Another thing to check is if either the shooting-hand or support-hand thumb is coming into contact with the slide release during shooting. If so, when the last round is being fed up into position where it can be scooped up into the chamber, the pressure on the release lever may be preventing the follower from pushing the final round fully upward into the correct position (resulting in a failure very similar to what denner described, above, cause by a weak mag spring). You can probably see this in action by taking your UNLOADED pistol and magazine (double-check both for safety!), close the slide, insert the empty mag, hold the slide release lever down with your shooting-hand thumb, then pull the slide open and hold it open with the other hand. While you are holding the slide open, watch the magazine follower, then release pressure on the slide release lever with your thumb. If the magazine follower moves upward even a little bit, that demonstrates how anything touching or interfering with the free movement of the slide release lever can affect the upward pressure the follower is applying to that last round in the magazine as it is being positioned to feed up the ramp.

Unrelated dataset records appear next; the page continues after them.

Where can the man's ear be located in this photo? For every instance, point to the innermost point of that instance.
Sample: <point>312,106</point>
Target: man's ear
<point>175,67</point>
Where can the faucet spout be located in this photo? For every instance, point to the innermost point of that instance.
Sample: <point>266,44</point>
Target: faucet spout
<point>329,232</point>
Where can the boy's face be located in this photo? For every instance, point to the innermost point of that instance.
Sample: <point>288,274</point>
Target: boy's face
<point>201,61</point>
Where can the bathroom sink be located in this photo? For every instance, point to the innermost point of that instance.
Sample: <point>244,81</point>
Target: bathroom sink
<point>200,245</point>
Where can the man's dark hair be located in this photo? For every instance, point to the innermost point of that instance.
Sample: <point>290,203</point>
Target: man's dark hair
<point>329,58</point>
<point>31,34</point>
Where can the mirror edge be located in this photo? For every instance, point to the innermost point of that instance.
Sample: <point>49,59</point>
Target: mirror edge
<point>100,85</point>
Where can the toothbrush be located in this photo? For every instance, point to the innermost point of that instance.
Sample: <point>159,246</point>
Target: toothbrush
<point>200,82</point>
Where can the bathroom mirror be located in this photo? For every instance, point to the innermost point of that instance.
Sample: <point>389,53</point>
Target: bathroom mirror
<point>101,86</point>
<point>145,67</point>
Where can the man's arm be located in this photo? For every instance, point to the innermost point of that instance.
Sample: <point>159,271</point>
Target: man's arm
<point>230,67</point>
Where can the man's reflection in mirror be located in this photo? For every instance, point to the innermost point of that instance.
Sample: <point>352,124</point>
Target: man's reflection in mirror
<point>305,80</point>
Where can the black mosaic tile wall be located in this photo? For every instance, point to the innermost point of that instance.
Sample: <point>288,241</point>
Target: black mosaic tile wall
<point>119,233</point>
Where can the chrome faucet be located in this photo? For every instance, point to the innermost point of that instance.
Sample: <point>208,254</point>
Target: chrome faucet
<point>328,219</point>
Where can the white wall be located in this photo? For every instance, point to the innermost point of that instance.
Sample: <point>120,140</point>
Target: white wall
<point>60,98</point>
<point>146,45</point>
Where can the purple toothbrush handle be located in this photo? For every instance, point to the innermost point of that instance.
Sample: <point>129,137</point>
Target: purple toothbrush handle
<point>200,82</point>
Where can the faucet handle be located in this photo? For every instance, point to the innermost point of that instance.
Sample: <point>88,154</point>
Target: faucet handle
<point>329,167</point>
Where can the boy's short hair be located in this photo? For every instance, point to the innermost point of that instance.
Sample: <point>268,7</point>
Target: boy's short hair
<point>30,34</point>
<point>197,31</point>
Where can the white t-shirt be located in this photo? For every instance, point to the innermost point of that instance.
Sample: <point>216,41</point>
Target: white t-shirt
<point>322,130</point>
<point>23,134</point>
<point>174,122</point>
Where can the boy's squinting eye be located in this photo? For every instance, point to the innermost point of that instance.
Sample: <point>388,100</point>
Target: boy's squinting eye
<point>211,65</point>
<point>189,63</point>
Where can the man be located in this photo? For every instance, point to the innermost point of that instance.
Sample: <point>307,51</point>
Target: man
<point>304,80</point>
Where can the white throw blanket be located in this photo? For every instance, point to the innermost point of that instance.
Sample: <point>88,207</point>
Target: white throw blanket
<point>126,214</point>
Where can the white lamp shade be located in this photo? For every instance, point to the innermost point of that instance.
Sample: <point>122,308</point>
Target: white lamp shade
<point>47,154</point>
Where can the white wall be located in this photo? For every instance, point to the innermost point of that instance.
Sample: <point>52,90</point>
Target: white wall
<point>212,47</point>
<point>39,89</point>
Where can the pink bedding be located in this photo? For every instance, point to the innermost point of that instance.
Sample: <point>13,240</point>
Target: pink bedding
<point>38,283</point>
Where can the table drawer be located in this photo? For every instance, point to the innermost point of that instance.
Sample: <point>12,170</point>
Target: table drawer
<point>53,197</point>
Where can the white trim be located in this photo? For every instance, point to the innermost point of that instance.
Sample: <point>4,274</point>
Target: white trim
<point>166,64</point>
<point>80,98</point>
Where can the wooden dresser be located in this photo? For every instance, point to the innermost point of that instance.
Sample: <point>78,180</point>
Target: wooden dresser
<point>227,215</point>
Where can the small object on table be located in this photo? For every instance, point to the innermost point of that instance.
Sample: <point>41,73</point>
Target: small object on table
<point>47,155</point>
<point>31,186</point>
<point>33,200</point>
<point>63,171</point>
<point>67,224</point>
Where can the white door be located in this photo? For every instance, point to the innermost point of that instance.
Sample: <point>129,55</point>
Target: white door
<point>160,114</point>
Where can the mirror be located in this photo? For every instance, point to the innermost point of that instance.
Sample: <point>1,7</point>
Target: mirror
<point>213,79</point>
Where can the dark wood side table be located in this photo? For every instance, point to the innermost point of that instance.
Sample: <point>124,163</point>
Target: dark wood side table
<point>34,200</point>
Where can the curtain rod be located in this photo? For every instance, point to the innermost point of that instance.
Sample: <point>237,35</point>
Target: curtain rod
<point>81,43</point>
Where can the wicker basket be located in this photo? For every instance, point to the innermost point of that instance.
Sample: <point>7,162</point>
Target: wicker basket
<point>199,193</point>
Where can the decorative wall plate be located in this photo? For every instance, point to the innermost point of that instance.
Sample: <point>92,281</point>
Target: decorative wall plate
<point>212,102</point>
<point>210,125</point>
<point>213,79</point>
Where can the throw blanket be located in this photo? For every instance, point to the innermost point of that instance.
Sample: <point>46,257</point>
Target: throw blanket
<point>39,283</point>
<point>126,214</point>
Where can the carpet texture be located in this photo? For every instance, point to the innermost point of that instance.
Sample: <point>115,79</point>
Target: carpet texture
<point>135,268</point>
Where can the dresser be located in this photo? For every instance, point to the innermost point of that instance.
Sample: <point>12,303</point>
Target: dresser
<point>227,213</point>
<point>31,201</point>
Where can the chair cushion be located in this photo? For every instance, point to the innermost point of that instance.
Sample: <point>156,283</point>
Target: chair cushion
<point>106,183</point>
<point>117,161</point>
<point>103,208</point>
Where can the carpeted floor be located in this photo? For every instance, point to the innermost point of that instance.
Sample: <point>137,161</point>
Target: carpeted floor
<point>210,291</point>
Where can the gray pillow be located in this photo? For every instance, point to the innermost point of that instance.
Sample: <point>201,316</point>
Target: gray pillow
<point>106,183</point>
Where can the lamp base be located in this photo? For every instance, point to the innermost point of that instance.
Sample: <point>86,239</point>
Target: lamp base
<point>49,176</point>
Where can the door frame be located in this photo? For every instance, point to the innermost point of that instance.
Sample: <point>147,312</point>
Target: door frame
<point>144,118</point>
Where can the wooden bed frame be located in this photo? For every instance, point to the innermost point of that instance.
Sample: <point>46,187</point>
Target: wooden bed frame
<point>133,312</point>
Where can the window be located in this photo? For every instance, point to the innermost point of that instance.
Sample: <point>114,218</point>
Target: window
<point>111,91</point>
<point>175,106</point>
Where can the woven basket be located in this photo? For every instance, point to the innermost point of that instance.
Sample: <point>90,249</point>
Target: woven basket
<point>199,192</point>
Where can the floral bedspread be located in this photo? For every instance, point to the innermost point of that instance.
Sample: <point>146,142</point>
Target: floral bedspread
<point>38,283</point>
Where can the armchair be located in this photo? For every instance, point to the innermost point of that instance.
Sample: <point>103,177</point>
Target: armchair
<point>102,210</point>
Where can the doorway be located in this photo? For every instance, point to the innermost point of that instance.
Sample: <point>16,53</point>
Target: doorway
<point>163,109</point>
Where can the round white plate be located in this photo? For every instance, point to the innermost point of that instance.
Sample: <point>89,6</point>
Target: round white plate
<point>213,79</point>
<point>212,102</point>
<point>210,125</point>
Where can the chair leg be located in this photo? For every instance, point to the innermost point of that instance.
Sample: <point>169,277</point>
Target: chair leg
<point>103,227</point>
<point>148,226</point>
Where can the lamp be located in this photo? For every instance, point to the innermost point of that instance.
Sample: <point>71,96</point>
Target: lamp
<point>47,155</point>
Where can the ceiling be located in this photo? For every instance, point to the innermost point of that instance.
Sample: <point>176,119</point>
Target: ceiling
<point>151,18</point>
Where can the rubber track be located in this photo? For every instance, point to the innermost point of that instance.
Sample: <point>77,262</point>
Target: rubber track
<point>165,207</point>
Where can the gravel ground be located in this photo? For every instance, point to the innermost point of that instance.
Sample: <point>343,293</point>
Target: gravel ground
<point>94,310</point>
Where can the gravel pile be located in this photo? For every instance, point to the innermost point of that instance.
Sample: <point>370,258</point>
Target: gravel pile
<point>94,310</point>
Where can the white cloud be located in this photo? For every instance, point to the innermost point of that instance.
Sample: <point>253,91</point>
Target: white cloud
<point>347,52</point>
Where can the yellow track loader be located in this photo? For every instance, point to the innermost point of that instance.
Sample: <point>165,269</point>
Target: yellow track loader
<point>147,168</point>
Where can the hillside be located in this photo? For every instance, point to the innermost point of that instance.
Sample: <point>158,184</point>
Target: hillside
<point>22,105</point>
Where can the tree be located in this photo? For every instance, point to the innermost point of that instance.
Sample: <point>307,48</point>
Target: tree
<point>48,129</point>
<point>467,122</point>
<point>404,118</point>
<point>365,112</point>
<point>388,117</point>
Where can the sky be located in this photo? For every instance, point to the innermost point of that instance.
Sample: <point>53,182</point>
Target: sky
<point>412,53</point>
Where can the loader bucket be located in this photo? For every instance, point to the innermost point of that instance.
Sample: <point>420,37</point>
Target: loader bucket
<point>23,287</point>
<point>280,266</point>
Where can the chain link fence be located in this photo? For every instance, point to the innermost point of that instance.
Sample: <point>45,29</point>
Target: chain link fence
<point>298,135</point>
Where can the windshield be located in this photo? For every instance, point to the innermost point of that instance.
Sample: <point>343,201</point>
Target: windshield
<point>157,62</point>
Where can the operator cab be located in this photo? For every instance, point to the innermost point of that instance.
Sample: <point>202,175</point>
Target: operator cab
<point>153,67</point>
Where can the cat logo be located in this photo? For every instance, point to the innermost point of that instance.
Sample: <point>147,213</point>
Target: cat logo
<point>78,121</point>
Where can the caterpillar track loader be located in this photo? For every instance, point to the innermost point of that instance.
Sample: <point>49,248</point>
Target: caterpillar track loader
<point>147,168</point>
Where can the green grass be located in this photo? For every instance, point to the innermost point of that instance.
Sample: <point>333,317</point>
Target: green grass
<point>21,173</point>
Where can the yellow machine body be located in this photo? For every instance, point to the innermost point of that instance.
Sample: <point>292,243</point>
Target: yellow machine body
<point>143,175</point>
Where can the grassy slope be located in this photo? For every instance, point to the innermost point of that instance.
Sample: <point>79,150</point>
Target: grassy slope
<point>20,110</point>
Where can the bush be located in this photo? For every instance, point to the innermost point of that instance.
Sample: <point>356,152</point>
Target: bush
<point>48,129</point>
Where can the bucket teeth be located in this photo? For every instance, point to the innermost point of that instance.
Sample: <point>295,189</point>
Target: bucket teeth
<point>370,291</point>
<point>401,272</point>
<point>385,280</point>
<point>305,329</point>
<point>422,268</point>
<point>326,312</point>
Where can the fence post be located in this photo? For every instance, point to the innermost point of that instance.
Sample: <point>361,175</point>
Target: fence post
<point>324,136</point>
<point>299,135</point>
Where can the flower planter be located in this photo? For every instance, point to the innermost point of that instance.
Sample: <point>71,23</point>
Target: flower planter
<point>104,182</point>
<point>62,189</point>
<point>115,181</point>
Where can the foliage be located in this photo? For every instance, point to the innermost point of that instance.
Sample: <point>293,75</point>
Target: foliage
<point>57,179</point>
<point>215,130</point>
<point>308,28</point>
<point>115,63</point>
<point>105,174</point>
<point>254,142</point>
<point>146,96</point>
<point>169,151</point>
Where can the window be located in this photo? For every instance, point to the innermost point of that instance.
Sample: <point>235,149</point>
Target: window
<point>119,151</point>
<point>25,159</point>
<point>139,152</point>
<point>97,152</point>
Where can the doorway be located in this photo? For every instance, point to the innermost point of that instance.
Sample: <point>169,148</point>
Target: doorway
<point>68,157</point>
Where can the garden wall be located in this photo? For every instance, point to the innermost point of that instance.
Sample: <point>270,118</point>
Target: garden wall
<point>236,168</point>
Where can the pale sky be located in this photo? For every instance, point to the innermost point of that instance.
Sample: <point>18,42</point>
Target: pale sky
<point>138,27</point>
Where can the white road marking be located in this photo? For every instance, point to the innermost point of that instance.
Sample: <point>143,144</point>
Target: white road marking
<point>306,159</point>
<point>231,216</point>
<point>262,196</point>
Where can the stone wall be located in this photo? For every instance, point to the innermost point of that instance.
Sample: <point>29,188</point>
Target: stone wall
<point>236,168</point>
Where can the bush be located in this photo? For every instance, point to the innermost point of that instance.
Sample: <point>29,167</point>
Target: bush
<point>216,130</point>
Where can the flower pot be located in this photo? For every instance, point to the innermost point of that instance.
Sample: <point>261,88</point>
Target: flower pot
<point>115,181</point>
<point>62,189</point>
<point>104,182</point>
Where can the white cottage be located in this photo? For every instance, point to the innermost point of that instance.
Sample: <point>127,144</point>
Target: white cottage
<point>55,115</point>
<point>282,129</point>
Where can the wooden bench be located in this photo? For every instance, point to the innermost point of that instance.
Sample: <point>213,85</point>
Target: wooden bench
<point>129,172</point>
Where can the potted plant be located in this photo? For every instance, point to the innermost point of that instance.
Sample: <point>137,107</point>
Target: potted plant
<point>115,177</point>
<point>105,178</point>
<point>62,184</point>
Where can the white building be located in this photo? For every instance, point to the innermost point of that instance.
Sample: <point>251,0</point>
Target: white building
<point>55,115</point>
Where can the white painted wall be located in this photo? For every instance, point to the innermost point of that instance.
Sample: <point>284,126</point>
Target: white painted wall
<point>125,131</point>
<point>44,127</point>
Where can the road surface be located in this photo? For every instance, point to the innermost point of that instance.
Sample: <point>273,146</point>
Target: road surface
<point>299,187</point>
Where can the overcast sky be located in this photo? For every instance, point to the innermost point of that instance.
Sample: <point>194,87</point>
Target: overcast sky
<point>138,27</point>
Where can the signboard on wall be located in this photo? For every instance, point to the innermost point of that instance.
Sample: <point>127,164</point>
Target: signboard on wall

To test for this problem at the range, after loading the pistol, carefully position both hands so there are no thumbs or other digits anywhere near the slide release lever, and shoot until the mag is empty (you don't have to fill it up; for this test, 2-3 shots in the mag should serve just fine). Another sign that hand/thumb position may be causing the problem is a failure of the slide to lock-back when the chamber is empty after the last shot (although if the pistol is consistently jamming on the last shot, you probably aren't getting to this point very often).

Hope this is helpful.


----------



## zfrme66 (Nov 14, 2011)

Thanks to all for the great info


----------



## denner (Jun 3, 2011)

DJ has a very good observation which I failed to consider being that it occurs with all your magazines. Let us know what you find out.


----------



## zfrme66 (Nov 14, 2011)

Went to the range this am and instead of the usual Blazer bulk I loaded some wolf ammo. Don't know why, but no more jams at all .Tried all three mags and everything was fine. Went back to the Blazer ammo and jam city. No more "cheap" plinking I guess! Wonder why that is??


----------



## DJ Niner (Oct 3, 2006)

Weird. But .22 firearms can be pretty picky about what you feed them, so I guess I'm not totally surprised.

Glad you're back to reliable functioning; constant jams are a drag on the fun-meter.


----------